Parler des réseaux de femmes en entreprise, c’est une chose, mais qu’en est-il de leur réalité quotidienne ? Cette semaine, Metis s’est entretenu avec Elisabeth Vuillaume, secrétaire générale du réseau Interp’Elles au sein du groupe EDF.

 

Elisabeth Vuillaume

Comment le réseau Interp’Elles s’est-il développé au sein du groupe EDF ?

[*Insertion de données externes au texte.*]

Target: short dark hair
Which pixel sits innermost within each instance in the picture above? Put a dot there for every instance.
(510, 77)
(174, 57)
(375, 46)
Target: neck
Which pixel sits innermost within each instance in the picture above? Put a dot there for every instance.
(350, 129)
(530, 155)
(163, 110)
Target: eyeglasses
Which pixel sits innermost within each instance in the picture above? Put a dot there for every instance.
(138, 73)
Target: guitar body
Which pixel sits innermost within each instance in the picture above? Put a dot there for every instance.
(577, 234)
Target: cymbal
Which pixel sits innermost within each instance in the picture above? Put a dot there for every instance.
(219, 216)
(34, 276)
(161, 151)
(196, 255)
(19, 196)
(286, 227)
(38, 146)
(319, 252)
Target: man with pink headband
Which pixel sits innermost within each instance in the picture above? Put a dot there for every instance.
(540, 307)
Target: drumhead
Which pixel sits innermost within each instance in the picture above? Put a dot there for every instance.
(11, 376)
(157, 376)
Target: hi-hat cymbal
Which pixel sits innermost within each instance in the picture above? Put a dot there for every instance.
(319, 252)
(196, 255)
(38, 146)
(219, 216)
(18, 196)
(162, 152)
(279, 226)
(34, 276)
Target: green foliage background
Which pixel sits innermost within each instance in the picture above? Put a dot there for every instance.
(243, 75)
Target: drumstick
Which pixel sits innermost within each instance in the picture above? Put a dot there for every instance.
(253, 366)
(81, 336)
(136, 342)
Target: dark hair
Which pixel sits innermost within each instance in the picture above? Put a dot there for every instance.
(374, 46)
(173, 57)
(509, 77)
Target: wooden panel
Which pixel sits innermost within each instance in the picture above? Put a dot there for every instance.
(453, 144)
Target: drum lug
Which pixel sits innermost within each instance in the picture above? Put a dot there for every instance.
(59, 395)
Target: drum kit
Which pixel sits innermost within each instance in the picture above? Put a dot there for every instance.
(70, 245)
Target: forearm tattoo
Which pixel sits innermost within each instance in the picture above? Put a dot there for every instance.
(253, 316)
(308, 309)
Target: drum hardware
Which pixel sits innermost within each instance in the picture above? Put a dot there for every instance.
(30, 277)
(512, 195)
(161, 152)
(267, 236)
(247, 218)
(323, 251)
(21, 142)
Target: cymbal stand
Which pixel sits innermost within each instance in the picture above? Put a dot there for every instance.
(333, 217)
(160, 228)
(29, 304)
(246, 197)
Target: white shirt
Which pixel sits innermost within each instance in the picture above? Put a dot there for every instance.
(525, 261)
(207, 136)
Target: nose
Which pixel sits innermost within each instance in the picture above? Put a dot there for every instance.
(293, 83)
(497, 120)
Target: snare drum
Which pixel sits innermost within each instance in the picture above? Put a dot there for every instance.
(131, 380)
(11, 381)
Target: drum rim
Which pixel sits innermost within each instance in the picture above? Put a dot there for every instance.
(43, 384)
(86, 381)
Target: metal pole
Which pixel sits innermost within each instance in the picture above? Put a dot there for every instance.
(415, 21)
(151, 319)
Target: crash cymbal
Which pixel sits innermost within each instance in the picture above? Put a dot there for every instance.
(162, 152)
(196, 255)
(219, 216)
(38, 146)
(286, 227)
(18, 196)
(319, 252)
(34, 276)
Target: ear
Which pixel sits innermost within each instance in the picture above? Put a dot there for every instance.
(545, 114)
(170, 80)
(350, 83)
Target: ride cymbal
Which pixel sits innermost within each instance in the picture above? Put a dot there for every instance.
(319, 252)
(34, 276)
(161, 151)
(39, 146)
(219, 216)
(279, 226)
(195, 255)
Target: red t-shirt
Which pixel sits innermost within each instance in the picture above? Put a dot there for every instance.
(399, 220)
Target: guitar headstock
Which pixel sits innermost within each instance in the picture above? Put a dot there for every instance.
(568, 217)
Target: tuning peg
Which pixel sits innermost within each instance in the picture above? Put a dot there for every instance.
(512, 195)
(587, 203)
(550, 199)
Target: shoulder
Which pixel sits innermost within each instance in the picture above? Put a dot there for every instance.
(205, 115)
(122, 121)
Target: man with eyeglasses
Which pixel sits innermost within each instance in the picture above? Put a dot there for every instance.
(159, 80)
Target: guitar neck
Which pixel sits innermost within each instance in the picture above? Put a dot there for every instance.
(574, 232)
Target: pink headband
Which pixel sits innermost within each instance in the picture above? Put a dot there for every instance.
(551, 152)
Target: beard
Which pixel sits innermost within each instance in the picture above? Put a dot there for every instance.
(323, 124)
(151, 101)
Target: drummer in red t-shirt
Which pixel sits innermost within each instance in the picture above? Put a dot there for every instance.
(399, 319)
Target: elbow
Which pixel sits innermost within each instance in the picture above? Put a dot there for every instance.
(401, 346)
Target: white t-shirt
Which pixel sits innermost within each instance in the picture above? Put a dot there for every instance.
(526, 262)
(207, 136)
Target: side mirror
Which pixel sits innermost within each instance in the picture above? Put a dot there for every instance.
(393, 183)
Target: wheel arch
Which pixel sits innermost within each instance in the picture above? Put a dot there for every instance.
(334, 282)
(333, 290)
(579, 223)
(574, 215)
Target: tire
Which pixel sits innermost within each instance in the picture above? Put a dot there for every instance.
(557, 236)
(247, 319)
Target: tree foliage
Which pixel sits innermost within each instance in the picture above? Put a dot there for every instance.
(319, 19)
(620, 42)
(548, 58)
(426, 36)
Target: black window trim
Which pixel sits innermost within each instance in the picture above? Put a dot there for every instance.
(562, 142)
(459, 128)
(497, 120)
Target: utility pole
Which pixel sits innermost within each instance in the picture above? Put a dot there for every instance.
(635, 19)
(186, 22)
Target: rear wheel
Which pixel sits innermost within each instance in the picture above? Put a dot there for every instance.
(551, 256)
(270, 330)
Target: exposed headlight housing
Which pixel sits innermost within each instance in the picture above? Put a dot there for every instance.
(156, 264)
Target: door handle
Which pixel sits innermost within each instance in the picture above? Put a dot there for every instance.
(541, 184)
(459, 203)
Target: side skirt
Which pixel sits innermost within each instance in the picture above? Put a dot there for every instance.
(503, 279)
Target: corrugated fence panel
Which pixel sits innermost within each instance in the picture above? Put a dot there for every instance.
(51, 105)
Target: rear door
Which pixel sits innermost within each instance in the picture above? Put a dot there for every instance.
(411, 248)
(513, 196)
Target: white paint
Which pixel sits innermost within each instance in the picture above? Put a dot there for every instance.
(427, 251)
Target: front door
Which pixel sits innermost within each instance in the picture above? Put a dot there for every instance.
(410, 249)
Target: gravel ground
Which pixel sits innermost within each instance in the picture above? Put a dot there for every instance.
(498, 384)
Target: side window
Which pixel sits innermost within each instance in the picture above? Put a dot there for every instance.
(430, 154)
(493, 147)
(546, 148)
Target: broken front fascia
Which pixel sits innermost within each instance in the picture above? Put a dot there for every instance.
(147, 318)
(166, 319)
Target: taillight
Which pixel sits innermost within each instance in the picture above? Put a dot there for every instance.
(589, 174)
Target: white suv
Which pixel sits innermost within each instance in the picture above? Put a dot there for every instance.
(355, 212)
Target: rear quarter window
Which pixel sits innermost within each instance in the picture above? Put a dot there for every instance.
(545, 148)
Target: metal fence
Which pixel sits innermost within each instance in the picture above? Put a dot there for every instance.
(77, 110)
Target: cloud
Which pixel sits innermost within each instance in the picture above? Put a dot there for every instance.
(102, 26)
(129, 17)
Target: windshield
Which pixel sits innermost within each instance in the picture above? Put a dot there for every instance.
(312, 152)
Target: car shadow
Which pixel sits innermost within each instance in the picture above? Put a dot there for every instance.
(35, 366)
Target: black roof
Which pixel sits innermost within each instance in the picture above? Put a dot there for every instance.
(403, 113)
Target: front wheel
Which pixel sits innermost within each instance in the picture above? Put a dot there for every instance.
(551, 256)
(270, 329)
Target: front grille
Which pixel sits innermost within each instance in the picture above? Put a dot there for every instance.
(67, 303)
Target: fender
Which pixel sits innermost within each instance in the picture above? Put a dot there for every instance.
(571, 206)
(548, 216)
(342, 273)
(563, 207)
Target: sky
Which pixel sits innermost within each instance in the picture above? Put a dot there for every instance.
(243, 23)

Le réseau existe depuis 2004 et a été crée à l’origine par des dirigeantes pour des dirigeantes, dans le but de créer un espace d’échanges. Actuellement, 16% de nos dirigeants sont des femmes. A l’époque elles étaient encore moins nombreuses et avaient besoin de pouvoir se rencontrer et se parler. Le réseau est maintenant ouvert à toutes les femmes, quel que soit leur niveau hiérarchique, mais aussi aux hommes. Fin 2011, Marianne Laigneau, la DRH du groupe EDF et membre du Comex, qui est aussi notre marraine, a décidé de créer un poste temps plein de secrétaire générale pour développer le réseau et faire en sorte qu’il contribue à la mixité et à la performance des femmes dans l’entreprise. C’est ce poste que j’occupe depuis maintenant plus de deux ans. Nous avons aussi un parrain, qui fait partie du comité exécutif d’EDF, Hervé Machenaud. La singularité de notre réseau est que nous sommes un réseau indépendant et que nous bénéficions d’un budget pour mettre en œuvre notre plan d’action.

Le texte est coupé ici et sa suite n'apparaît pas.